François Couperin’s (1666-1733) “Ritratto dell’amore” (Portrait of Love) is the ninth of a set of “concerts”, term “concert” referring to a piece for two or more instruments. In this “pièce de caractère”, the composer is “trying to write in the Italian style” (in Herzog’s words) resulting in a work using both French and Italian elements: the French style overture is followed mostly by dances. Titles given to the various movements certainly create the idea of love but also have an enigmatic, whimsical side to them; behind some of the titles there is a dance form - “Enjoyment” is an Allemande and “The Etc.” is a pair of Italienate minuets. Minkin and Herzog steered clear of showy tempi, rather spelling out straightforward melodic lines in a singing, sometimes inégal manner, Minkin’s playing filling out the harmonic soundscape (remplissage), the artists creating a sense of well-being and inviting audience members to decide whether Couperin’s flirtations were genuine or just the wink of the eye.
We tend to hear more concerts of Dietrich Buxtehude’s organ repertoire than of his other keyboard music.
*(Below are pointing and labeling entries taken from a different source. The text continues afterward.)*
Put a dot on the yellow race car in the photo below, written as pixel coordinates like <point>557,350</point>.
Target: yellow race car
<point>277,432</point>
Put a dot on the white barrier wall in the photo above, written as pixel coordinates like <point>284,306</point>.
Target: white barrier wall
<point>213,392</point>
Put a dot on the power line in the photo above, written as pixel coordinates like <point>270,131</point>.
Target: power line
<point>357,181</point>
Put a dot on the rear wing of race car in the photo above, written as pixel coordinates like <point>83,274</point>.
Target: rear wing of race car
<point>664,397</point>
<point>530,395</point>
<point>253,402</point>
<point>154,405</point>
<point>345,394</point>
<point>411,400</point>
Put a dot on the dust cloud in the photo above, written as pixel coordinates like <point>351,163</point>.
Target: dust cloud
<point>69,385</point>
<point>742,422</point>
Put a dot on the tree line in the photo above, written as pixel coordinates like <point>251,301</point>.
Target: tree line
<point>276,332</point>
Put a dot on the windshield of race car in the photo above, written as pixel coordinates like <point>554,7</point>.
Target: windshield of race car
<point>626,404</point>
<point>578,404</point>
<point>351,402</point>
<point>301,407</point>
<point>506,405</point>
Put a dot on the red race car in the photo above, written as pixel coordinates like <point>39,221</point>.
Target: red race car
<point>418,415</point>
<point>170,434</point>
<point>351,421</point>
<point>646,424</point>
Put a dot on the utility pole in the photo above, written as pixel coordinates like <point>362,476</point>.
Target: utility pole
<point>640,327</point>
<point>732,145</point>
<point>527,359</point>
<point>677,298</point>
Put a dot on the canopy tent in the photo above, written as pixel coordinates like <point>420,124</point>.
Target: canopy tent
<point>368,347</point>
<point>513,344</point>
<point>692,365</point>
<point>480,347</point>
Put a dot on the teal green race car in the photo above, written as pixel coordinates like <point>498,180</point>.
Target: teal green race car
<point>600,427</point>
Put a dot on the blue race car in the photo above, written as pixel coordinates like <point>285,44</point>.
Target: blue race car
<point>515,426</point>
Marina Minkin’s playing of the “Allemande d’amore” from Suite no. VI gave the audience at Christ Church a small glimpse into the composer’s harpsichord suites, these representing the intimate, domestic aspect of the composer’s art. Her performance of the weighty Buxtehude-type Allemande was clear in direction, moderately flexed and richly embellished.
This was followed by Buxtehude’s Italienate “Jubilate Domino” (Psalm 98, 4-6) for alto, viola da gamba obbligato and continuo, a work indeed distinctive in its instrumentation. Beginning with a long instrumental introduction, the piece is a veritable tour de force for the viol, which moves in drastic leaps between its registers. Is it a sonata, a concerto, a cantata or all infused into one piece? Brazilian-born Dr. Myrna Herzog, in her program notes, presumes Buxtehude chose the bass viol as the obbligato instrument in order to represent the cithara – the lyre – mentioned in the psalm. The harpsichord part displays independence, while voice and viol are on equal terms; Harari addresses word painting and modulations, navigating melismatic passages nimbly, with intensity and confidence. Herzog’s superbly expressive playing did not belie the technical acrobatics demanded by the score.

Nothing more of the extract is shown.